Сострадающий невропатолог хотел было, по застарелой привычке всех врачей, рекомендовать человеку быть почаще на свежем воздухе, рот уже раскрыл для совета — и устыдился: Колкин по должности, как главный зенитчик, почти постоянно при тревогах и в море торчал на верхней палубе. Совестливый невропатолог вспомнил тогда, в какой должности пребывает он ныне, и решил случаем попавшего к нему друга оздоровить капитально. Проявил живейший интерес к следующему: в отпуске когда Колкин был, и если был, то как проводил время? О женитьбе не подумалось ли? Вообще — не пора ли обремениться семейными заботами? Кстати, какие сны снятся, нет ли при пробуждении чувства утери чего-либо или, наоборот, приобретения?
— Сейчас март… — невесело подытожил он: в самом названии месяца звучали ревуны, сирены и звонки, все корабли эскадры отрабатывали взаимодействие боевых постов и командных пунктов, никто в это муторное время командиру дивизиона отпуск, да еще внеочередной, не даст. — Сделаем так: пойдем-ка на рентген.
Часом позже на руках Колкина были направление в санаторий и разные прочие бумаги, способствующие лечению, поскольку обследование легких обнаружило подозрительное затемнение справа.
Через день Колкина подвезли к санаторию и пожелали скорейшего выздоровления. Три беленьких одноэтажных корпуса прятались в свежей зелени пышных кустов. Больные ужинали. Колкин постоял под душем и завалился спать. Ни в какие свои болезни он не верил, хотя ему под глаза сунули снимок легких — видишь, сказали, затемнение…

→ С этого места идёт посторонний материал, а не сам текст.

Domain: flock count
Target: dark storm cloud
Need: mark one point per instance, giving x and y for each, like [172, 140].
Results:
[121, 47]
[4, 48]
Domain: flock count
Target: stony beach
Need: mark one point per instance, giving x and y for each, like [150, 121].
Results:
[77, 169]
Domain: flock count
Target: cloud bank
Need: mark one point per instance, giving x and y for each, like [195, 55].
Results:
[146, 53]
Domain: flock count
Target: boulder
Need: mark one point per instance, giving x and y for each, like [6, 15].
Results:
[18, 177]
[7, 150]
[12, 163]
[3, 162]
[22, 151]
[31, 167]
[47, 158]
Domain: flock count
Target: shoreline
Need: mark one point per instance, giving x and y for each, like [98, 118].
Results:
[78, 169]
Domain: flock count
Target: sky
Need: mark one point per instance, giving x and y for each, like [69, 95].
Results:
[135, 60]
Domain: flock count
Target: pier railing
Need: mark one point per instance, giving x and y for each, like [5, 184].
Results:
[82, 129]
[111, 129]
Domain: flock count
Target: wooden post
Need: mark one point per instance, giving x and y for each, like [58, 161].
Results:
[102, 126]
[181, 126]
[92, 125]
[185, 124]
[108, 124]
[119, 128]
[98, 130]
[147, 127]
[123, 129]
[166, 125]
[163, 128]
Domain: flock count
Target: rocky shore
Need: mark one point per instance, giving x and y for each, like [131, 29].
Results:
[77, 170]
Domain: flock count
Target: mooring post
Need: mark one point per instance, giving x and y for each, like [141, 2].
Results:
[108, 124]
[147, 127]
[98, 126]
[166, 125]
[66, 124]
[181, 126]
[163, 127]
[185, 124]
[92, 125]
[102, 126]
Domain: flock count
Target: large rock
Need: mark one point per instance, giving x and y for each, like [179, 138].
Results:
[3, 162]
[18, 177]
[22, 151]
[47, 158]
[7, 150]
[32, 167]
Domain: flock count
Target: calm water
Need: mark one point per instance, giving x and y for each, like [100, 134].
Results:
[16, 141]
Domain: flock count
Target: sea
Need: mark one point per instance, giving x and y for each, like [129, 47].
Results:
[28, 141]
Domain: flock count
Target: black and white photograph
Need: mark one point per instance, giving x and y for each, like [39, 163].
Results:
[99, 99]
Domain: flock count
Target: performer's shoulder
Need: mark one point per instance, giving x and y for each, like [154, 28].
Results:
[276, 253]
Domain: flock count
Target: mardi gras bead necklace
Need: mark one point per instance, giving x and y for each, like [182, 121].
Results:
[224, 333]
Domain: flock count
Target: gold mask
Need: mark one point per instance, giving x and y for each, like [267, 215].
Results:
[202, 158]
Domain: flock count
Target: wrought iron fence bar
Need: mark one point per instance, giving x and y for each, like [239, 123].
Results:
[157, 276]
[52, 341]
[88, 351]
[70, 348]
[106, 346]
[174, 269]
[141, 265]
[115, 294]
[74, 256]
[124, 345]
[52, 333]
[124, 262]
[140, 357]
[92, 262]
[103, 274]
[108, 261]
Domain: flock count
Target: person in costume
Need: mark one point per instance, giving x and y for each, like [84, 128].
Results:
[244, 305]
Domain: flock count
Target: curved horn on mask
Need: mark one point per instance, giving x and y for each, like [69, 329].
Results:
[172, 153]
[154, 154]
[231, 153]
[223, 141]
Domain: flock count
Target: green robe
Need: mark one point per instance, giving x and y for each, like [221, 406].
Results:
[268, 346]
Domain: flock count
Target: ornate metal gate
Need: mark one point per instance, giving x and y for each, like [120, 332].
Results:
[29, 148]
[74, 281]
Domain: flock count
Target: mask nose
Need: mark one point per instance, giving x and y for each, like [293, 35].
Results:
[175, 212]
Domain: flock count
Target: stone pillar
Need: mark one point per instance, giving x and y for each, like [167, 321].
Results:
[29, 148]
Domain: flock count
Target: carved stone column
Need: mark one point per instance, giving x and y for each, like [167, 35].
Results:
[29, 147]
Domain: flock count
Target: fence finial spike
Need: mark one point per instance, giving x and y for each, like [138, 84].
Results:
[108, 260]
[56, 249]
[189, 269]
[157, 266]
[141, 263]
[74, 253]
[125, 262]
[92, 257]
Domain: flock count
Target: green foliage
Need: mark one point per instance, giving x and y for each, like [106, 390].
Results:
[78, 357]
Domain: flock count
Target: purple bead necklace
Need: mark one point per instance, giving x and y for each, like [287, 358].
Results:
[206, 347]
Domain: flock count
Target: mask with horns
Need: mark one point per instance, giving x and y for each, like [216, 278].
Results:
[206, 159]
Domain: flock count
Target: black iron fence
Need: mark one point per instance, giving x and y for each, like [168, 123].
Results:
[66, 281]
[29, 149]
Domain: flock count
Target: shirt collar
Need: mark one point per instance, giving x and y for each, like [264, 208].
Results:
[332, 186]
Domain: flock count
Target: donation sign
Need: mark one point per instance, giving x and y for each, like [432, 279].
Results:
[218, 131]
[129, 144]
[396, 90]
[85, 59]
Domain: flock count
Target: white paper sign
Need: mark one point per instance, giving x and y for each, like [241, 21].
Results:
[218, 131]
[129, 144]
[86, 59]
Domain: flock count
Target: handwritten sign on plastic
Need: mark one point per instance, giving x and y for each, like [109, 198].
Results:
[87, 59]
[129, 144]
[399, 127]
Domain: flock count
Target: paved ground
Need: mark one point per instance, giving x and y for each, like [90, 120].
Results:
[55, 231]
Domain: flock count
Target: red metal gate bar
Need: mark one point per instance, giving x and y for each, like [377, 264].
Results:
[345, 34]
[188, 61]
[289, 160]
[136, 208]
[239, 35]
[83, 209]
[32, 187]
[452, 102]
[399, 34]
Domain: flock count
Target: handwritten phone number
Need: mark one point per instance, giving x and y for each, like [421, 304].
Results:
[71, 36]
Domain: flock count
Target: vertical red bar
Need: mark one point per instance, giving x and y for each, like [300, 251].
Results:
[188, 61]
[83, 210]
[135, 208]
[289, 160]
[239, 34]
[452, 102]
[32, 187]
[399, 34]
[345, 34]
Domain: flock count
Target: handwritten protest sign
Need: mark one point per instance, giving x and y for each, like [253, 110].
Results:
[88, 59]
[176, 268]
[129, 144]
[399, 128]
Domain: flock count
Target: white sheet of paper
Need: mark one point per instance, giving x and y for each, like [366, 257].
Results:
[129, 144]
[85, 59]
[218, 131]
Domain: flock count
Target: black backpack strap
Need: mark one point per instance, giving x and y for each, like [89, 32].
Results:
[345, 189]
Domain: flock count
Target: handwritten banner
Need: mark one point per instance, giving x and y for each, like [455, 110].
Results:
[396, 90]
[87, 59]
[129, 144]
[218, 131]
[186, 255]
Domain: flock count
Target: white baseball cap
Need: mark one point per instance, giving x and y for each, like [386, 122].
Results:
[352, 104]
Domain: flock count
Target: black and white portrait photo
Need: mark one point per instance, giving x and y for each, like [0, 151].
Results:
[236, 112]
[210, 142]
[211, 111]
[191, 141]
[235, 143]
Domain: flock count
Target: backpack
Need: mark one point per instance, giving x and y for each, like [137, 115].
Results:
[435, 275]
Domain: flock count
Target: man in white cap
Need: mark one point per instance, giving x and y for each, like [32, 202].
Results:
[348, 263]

Утром вышел на обзор местности; знакомых, кажется, никого, вдали плещется море, бухта вместительная, полбригады эсминцев можно поставить на якоря. Солнце, у ограды дородные крымские бабы торгуют прошлогодними фруктами, в воздухе — некоторый переизбыток кислорода, дышится легко, свободно. Кусты обихаживает старик, бывший моряк: ветхий бушлат, мичманка с поломанным козырьком — и подшитые валенки, обрезанные до щиколоток. Колкин (у него не выходили из головы галоши) уставился на них — земля сухая, жара не жара, но с утра даже пятнадцать градусов уже. Сказал, кто он, и сочувственно спросил о ногах. Ответ как-то не вязался с благоуханием земли и пряных запахов санаторного парка. Когда-то, очень давно, пришлось трое суток простоять в воде зимой — такое дано было пояснение, к которому старик привесил еще и напоминание о времени, и Колкин пошел на завтрак в столовую — начинать первый день будто с неба упавшего отдыха. Допил чай. Клонило ко сну. Лег.
Открылась дверь — и вошла женщина, палатный врач.
— Рада видеть вас, мои дорогие, — произнесла она. — Как спалось? О, у нас новенький!..
Ей было около тридцати, и с внезапной тоской Колкин осознал, что зря прожил двадцать восемь лет и что жизнь кончится, когда его выпишут из этого санатория. И даже не его жизнь: померкнет солнце, и вселенский холод воцарится на планете, потому что жить в н е этой женщины, не видя ее ежеминутно, — невозможно, и глаза хотели смотреть на нее и смотреть… Какие-то детские припухлости на лице, ямочки до упаду смешливой девочки, глаза шалые, эта пропорционально укрупнившаяся кроха могла — намекал рот — ляпнуть глупость.